しかし、センターラインをオーバーした自動車の運転手が死亡、追突された側が怪我という死亡事故の場合、生存している被害者が死亡した加害者側に請求することになります。
通常、衝突した側の自動車に自動車保険がかかっていれば、被害者は保険会社に請求することになります。
自動車保険に加入していなければ、自賠責保険に請求という順番になります。
それでも、請求している損害賠償請求額に足りない場合には、オーバーした分は加害者に請求することになります。
そのため、加害者が生存している交通事故で加害者が払わない場合には、加害者に預金や不動産などの資産があれば裁判所の差し押さえで精算され、無ければ分割での支払いで給与の差し押さえをすることも出来ます。
死亡事故の加害者遺族は相続の選択を慎重に
しかし、加害者が死亡した死亡事故の場合には、損害賠償の請求先は、加害者の法定相続人になります。
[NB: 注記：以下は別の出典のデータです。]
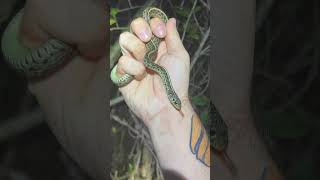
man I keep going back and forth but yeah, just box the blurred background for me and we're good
[0,0,319,179]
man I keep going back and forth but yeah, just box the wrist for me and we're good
[147,96,194,124]
[147,98,210,179]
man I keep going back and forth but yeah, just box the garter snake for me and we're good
[209,100,237,176]
[110,7,182,110]
[1,8,75,78]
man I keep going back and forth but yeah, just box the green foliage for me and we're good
[192,95,210,124]
[128,163,135,174]
[110,18,117,26]
[175,6,202,17]
[200,111,209,124]
[112,126,118,134]
[110,8,119,26]
[187,25,201,40]
[192,95,209,107]
[175,6,202,41]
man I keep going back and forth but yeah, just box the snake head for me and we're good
[168,94,181,110]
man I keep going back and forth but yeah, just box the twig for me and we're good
[256,0,275,31]
[200,45,210,56]
[199,0,210,10]
[118,6,143,13]
[179,0,185,7]
[110,27,129,32]
[190,28,210,69]
[111,114,139,136]
[127,0,132,7]
[181,0,198,42]
[110,96,125,107]
[193,12,204,35]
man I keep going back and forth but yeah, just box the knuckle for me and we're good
[119,32,131,44]
[132,43,146,60]
[131,17,145,27]
[137,63,145,73]
[118,56,127,67]
[135,42,146,52]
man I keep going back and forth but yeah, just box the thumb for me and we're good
[165,18,185,54]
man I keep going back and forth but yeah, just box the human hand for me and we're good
[18,0,110,179]
[116,17,191,125]
[114,15,209,180]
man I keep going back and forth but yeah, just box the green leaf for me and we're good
[175,6,202,17]
[110,18,117,26]
[192,95,209,107]
[200,111,209,124]
[175,8,189,17]
[188,25,201,40]
[111,126,117,134]
[194,6,202,13]
[111,8,119,17]
[128,163,134,173]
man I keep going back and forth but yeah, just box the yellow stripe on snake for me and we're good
[110,7,182,110]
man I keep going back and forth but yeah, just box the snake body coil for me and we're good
[1,9,74,78]
[111,7,181,110]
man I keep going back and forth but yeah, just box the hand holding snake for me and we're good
[113,8,191,123]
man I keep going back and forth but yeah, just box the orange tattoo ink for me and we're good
[190,114,210,167]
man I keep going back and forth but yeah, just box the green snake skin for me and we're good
[209,100,228,151]
[110,7,182,110]
[1,8,75,78]
[209,100,238,175]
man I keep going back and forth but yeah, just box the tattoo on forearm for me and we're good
[189,114,210,167]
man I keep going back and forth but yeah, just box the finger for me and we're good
[150,17,166,38]
[165,18,186,55]
[119,32,146,61]
[117,55,146,80]
[130,17,152,42]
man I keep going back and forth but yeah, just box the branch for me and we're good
[181,0,198,42]
[190,27,210,69]
[110,96,125,107]
[256,0,275,31]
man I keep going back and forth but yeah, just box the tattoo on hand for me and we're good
[189,114,210,167]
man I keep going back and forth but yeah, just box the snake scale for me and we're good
[110,7,181,110]
[209,100,238,176]
[1,8,75,78]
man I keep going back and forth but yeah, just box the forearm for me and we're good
[28,57,111,180]
[147,100,210,180]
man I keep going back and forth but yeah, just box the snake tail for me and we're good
[1,8,75,78]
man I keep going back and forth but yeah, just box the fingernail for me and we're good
[139,29,150,41]
[156,24,166,37]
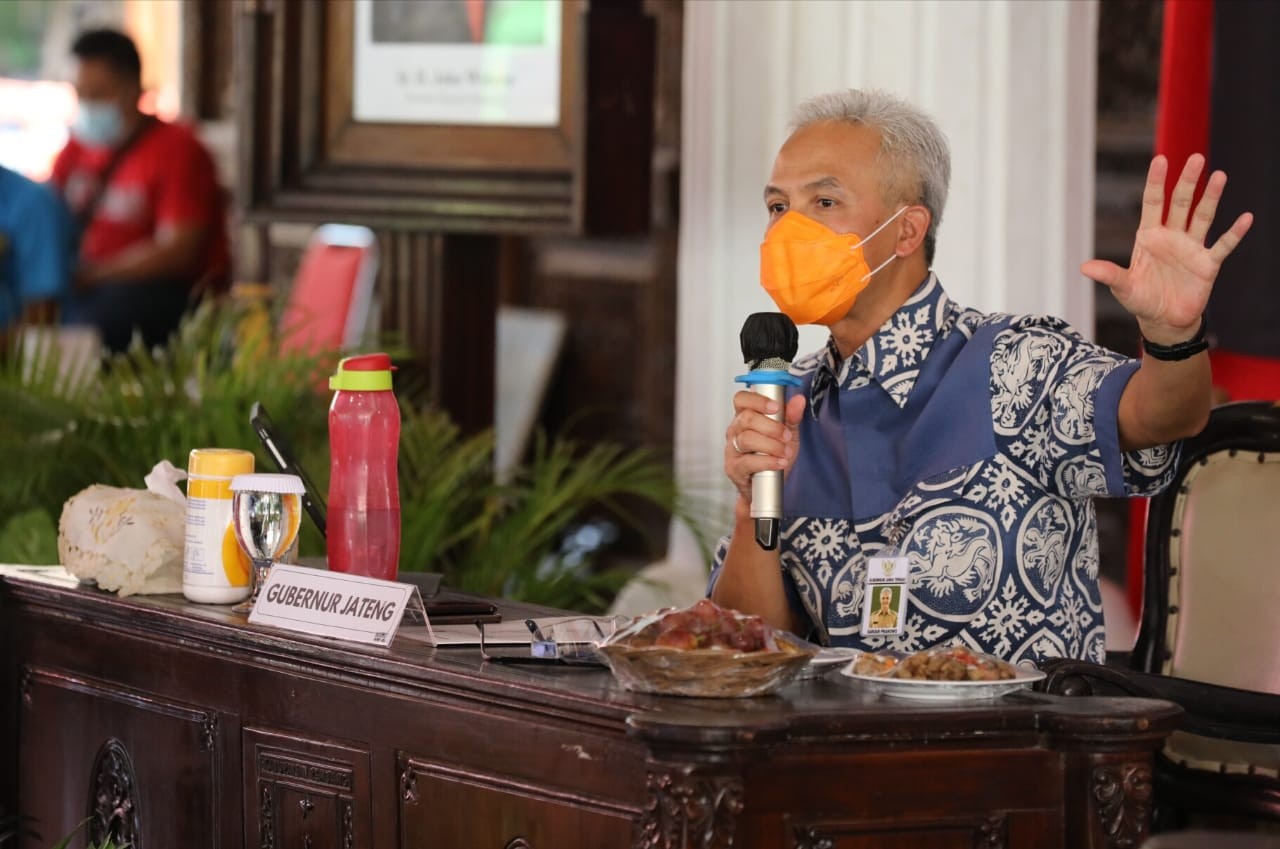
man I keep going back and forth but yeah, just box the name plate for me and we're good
[248,564,431,647]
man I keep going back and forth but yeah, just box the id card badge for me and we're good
[861,547,910,637]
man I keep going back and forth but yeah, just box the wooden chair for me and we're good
[1038,401,1280,828]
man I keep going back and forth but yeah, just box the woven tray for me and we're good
[599,634,814,698]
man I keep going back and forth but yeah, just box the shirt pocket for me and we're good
[885,458,1005,624]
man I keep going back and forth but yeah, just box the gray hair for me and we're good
[790,89,951,263]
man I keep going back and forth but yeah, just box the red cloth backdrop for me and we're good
[1154,0,1213,208]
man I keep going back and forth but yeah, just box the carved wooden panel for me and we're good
[786,814,1017,849]
[762,747,1063,849]
[16,665,218,849]
[398,754,635,849]
[243,728,370,849]
[86,738,142,849]
[637,765,743,849]
[1090,762,1152,849]
[793,826,835,849]
[1061,752,1160,849]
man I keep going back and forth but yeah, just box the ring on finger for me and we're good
[732,434,744,454]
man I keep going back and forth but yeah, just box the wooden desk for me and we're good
[1143,833,1280,849]
[0,573,1181,849]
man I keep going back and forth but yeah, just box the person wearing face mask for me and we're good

仮に、損害賠償請求の金額が3000万円で、加害者名義の預金が2000万円あったとした場合、足りない1000万円は法定相続人が支払うことになります。
加害者に妻と子供が1人いれば、妻は2分の1、子供は2分の1の負担になります。
子供が1人の場合には、子供だけに100%の損害賠償請求が行くことになります。
しかしながら、加害者の遺族にそれだけの資金力があるかどうかはかなりの未知数で、加害者の遺族には支払い能力がないことの方が多いです。
反対に、死亡事故の加害者の遺族からすると、「死んだ家族が悪いのは分かるが、莫大な損害賠償金を支払えない」と考えることもあります。
加害者・被害者の双方の死亡事故の場合、被害者家族には損害賠償請求権が、加害者家族には損害賠償責任が相続されます。
あくまで相続権ですから、加害者家族の方は相続放棄をすれば、損害賠償金を支払わなくてもよくなります。
被害者側からすれば納得が出来ない話かもしれませんが、事故を起こしたのはあくまで加害者本人で、加害者の家族が起こしたものではないため、そこまでの責を強要することはできません。
よく、「子供がおこした交通事故なんだから、親が責任を持って払え!」という話を聞きますが、法的には子供が未成年でもない限り、親に責任はないことになります。
逆に、執拗に要求をした場合には、被害者といえども強要罪や脅迫罪となることもありますので注意が必要です。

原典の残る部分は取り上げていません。